View of an Apple Store in New York
NEW YORK, NY - MARCH 19: People are seen inside an Apple store on 5th Avenue on March 19, 2017 in New York, United States. (Photo by Vanessa Carvalho/Brazil Photo Press/LatinContent/Getty Images)
Vanessa Carvalho—Brazil Photo Press/LatinContent/Getty Images

Last week, Apple’s CEO Tim Cook announced the company would invest $1 billion in a U.S. “advanced manufacturing fund.”

As the CEO of a manufacturing company, even I have no idea what Cook means by an “advanced manufacturing fund,” and I don’t think Apple (AAPL) wants me or anyone else to know, which is why it makes for such good publicity. The company announced last week that its cash reserves hit $256.8 billion in the fiscal second quarter, then doesn’t give any other specifics, and saves those specifics, as Cook says, for a later date. Apple will keep beating the drum of how it’s “investing in America,” but won’t ever provide any specifics as to how the money is used other than to create more manufacturing jobs or how many American jobs it creates. And if it does, it will be harder to trace than an Iranian cash deal.

However, I don’t really believe Apple would commit that kind of money without any idea of how it would be spent. So why didn’t Cook tell us when he made the announcement?

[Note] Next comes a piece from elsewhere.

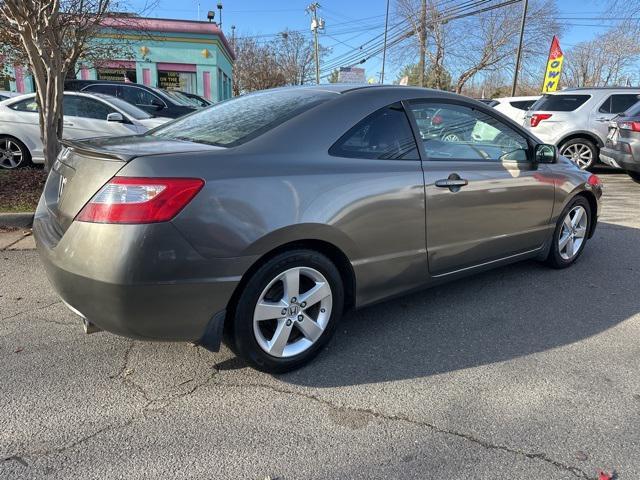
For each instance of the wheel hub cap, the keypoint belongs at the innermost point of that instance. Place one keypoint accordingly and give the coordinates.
(292, 312)
(573, 232)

This is classic misdirection. The company wants the world to look at this amazing fund it’s creating so no one thinks about the fact that it doesn’t actually make anything in America—most of it is made in China. It’s creating this beautiful smoke-and-mirrors fund in hopes the Trump administration will get off its back and claim a victory. But it’s time for Apple to rethink its strategy.

If Apple really wanted to create manufacturing jobs in America, it could be done simply and transparently. Apple wouldn’t need a “fuzzy fund” to do it. All it would have to do is shift some of the assembly from China to the U.S. It wouldn’t even have to build new factories. There are plenty of plants in the U.S. that could build Apple products if Apple provided them with the intellectual know-how.

But Apple doesn’t want to go there if it doesn’t have to. That would really cut into its margins. I suspect the “fuzzy fund” was never a serious plan. Considering its lack of specifics, I suspect it was a trial balloon to see how Trump would react.

 

Trump should reject Apple’s fuzzy fund and instead offer Apple a super tax repatriation deal that could unlock its cash reserves parked overseas in exchange for U.S. manufacturing jobs. Apple could agree to use a substantial percentage of the super deal savings to set up assembly plants in America. And the deal would have to be conditioned on specific and binding requirements for employment—real plants employing real people, not fuzzy funds employing zero people.

Apple’s dirty little secret is that it likes the tax haven of Ireland and the cheap labor of China better than the United States. Oh sure, it is happy to earn most of its money in the United States—it just doesn’t want to spend any of it there. President Trump needs to change that and shouldn’t buy into Apple’s fuzzy fund. And the American consumer shouldn’t either.

Steven L. Blue is the president and CEO of Miller Ingenuity.